Andrew Friedman, a master of the chef-cookbook genre and expert in the family tree of American restaurant chefs, explains it all in his rambunctious history Chefs, Drugs and Rock & Roll: How Food Lovers, Free Spirits, Misfits and Wanderers Created a New American Profession ... It’s not easy to describe the effects of many things that were all happening at about the same time, but Mr. Friedman does an admirable job. The reader gets a strong sense of the main forces behind the food revolution of the 1970s and ’80s, though not very much about the food itself. Food porn addicts hot for greasy, carbony chewiness should look elsewhere. That said, I loved reading Chefs, Drugs and Rock & Roll.
Friedman has a charming, light touch as a writer, like a friend who subtly encourages you to try an unexpected restaurant while making you feel like you’ve discovered it on your own. He peppers his prose with ample quotes from a host of subjects who offer vivid, at times hazy and often conflicting recollections of their formative experiences in the restaurant world, lending an oral history quality to the book that itself mirrors the hustle-and-bustle of a busy kitchen ... Friedman does the reader a great service by not focusing exclusively on the figures that are now near-ubiquitous, as though they had sprung phoenix-like out of nothing, but rather opts to give a much more interesting, panoramic sense of the milieu in which they originated and helped shape ... Those not already well-versed in the names and places Friedman describes with such contagious enthusiasm should probably read chapters out of order, according to one’s inclinations. Tackled consecutively, the book at times feels like a series of sprawling magazine features, so thorough and minutiae-oriented is Friedman’s approach.
A tasty venture in a culinary wonderland ... Friedman is at his best when exploring the intricacies of the relationships among restaurant owners and chefs—Puck, Thomas Keller, Buzzy O’Keeffe, Larry Forgione, Marc Sarrazin, Paul Prudhomme, and dozens of others who were constantly innovating.
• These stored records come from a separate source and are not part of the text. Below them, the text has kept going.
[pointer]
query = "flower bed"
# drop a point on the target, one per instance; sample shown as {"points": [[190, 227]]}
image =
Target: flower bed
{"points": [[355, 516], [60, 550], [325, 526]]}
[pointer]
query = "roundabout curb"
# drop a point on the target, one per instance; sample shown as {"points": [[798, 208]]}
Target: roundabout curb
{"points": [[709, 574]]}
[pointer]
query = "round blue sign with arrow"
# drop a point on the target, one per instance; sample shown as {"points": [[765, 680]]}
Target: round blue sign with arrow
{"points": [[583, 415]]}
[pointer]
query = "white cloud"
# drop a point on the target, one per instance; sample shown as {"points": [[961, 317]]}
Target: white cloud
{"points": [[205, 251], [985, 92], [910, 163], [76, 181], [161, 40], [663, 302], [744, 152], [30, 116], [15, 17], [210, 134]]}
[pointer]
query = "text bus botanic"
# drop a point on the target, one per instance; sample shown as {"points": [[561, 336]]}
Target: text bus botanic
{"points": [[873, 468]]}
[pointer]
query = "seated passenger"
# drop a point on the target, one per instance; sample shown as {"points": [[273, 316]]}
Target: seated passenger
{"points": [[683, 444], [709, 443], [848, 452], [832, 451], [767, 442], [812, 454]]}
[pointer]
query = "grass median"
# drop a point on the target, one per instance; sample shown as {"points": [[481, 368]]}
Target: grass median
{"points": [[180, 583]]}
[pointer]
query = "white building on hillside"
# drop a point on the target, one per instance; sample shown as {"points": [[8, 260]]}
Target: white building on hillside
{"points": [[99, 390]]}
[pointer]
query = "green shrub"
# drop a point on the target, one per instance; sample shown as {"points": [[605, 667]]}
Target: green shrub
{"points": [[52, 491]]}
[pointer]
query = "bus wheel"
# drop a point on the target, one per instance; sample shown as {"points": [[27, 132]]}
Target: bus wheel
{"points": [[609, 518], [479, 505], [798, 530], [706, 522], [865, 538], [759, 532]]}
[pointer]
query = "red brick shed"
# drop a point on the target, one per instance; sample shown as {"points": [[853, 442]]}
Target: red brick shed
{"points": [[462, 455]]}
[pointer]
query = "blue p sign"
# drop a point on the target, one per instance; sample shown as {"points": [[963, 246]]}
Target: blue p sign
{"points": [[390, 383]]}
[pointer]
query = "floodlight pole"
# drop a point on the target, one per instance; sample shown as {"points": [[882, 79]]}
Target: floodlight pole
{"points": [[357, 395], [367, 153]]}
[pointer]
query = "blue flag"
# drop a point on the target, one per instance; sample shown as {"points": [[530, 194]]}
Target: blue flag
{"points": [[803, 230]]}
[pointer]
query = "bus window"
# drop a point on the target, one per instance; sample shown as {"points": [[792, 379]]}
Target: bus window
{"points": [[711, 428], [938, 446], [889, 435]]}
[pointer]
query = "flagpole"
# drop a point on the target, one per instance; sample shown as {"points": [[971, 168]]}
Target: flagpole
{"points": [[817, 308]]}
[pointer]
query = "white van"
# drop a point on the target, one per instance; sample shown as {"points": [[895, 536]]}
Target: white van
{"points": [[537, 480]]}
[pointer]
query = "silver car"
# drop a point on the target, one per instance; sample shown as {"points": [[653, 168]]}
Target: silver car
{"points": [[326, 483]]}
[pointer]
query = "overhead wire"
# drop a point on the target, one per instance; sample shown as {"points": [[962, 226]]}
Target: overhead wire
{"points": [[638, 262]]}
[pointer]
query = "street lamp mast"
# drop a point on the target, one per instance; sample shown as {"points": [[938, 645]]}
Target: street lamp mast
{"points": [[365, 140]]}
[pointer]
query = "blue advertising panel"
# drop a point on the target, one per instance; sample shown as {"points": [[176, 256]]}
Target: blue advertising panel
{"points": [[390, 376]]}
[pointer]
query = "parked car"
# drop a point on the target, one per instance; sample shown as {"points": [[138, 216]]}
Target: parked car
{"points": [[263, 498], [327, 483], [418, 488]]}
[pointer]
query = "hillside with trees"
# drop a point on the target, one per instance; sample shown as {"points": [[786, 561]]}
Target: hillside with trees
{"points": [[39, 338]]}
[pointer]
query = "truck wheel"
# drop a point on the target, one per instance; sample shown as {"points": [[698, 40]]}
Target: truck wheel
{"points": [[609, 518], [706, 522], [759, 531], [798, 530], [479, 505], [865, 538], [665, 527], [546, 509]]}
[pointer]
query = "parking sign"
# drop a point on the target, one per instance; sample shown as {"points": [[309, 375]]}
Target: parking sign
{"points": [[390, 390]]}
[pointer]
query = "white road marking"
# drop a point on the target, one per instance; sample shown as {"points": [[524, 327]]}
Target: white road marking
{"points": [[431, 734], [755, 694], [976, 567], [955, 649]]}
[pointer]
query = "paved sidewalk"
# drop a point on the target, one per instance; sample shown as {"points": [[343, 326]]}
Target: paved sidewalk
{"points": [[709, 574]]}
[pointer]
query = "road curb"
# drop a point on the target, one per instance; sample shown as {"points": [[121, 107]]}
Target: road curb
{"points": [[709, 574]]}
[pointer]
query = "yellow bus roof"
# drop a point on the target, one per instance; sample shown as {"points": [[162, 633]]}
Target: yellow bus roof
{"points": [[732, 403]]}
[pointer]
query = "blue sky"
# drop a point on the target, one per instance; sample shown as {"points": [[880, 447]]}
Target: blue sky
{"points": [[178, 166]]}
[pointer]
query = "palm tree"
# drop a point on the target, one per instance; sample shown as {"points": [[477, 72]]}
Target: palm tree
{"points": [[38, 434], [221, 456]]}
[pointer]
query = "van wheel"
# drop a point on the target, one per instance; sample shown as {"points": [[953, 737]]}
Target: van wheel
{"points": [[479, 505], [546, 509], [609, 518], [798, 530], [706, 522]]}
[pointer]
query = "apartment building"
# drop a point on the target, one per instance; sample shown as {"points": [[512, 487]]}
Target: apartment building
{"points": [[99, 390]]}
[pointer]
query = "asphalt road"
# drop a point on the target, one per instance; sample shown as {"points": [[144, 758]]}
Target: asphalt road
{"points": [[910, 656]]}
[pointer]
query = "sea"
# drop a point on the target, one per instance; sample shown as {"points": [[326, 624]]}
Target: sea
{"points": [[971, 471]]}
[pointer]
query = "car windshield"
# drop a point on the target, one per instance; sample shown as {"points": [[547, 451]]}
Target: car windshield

An intriguing perspective on a profession that very quickly captivated our attention—a great gift idea for the foodie in the house.
In this enthusiastic history, food writer Friedman (Knives at Dawn) surveys the figures and institutions that powered the “transformation of American cooking” in the 1970s, ’80s, and ’90s ... Friedman’s passion for the subject infuses every anecdote, detail, and interview, making this culinary narrative an engrossing experience.